La sortie en DVD du premier moyen-métrage de Lucile Hadzihalilovic, "La Bouche de Jean-Pierre" chez Badlands, est pour moi l’occasion de me replonger dans son premier long-métrage, "Innocence", un film particulièrement déroutant sur l'enfance.
La cinéaste s'inspire d'une nouvelle de Frank Wedekind intitulée "Mine-Haha, ou l'éducation corporelle des jeunes filles"et nous offre un film étrangement angoissant et dans lequel on est quasiment constamment mal à l'aise, alors qu’il ne s’y passe rien de particulier. En fait, il règne tout au long du film un mystère sur ce curieux pensionnat pour jeunes filles, dont celles-ci ne peuvent sortir avant un certain âge et qui semble évoluer hors du temps, donnant au film une aura fantastique et quasi irréelle. D’ailleurs les demoiselles arrivent dans cette école dans un cercueil, comme si elles ressuscitaient ou qu’elles renaissaient, avant d'être réparties dans des maisons où se trouve une jeune fille de chaque âge, différenciées par des rubans de couleur, les plus âgées ayant à charge de s'occuper des plus petites... Dans cette école, elles n'y apprennent que la danse classique et les sciences naturelles, cours qui leur sont donnés par deux jeunes femmes interprétées par Hélène de Fougerolles ("Fanfan la tulipe", "Les dents de la nuit", "Mutants") et Marion Cotillard ("Furia", "Les jolies choses", "Jeux d'enfants"). La réalisatrice lève petit à petit le voile sur quelques mystères, mais très peu. Dans l’ensemble, le film est plutôt contemplatif, offrant même parfois de longs plans fixes assez déroutants, car on se demande où la cinéaste veut nous mener. Par contre, il faut reconnaître que c'est très beau, très bien filmé et la photographie signée Benoît Debie ("Irréversible", "Vinyan", "Spring Breakers") est comme d'habitude une pure merveille. Et puis, il ne s'y passe pas rien! En effet, une jeune fille va mourir, ce qui donnera lieu d’ailleurs à une cérémonie mortuaire loin de nos coutumes, une autre va s'échapper et l'on ne sera pas ce qu’il est advenu d'elle, mais certains indices ne sont guère encourageants... Et puis on découvrira tout de même certains mystères, renforçant le côté fantastique du film. Les jeunes actrices, toutes non professionnelles, s’en sortent vraiment bien et éclipsent presque la présence des actrices adultes professionnelles, même de nos deux vedettes. Il faut dire que le film est vraiment centré sur les enfants et plus précisément les jeunes filles, car il n’y a pas ni garçons, ni hommes dans cette histoire.

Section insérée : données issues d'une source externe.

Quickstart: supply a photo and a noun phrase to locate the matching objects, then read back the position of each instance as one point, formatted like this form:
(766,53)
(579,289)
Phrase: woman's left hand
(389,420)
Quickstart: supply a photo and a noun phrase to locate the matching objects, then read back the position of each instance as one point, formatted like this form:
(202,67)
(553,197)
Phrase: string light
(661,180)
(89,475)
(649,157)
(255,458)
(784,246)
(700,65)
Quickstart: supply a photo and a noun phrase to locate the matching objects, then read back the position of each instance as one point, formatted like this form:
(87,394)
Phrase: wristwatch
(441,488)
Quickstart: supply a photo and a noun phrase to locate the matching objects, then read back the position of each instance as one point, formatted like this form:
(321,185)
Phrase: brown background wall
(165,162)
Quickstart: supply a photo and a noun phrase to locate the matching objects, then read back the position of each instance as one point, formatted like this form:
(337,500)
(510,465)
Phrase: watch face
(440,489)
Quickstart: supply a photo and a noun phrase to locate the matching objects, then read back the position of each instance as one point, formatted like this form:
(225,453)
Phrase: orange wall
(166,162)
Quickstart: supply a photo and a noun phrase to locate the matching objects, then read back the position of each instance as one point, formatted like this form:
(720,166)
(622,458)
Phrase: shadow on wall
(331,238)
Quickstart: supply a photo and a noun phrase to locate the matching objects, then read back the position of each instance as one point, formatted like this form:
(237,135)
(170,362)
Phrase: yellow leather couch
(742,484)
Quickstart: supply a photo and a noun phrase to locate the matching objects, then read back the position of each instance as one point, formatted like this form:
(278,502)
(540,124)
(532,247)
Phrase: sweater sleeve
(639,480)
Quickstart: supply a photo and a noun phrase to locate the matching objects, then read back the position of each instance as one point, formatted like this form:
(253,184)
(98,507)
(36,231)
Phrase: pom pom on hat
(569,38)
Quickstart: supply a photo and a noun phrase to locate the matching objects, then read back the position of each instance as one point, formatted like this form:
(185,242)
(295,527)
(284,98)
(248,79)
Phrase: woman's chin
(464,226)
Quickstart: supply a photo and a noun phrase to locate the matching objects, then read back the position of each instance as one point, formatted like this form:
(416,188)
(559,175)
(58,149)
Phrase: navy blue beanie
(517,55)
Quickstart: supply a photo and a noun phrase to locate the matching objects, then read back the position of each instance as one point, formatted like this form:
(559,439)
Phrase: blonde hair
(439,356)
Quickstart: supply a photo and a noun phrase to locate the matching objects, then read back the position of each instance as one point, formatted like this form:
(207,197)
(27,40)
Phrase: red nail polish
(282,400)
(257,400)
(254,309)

Certains ont vu en ce film une invitation à la pédophilie, mais franchement ces personnes feraient mieux de se poser des questions sur leurs propres pensées, car il n’est question ici que d’innocence! Ce premier film de la compagne de Gaspar Noé est vraiment très beau, mais il en déconcertera plus d’un par sa lenteur et son absence de réponses... Mais déconcerter le spectateur, c'était dans tous les cas, le désir de la réalisatrice!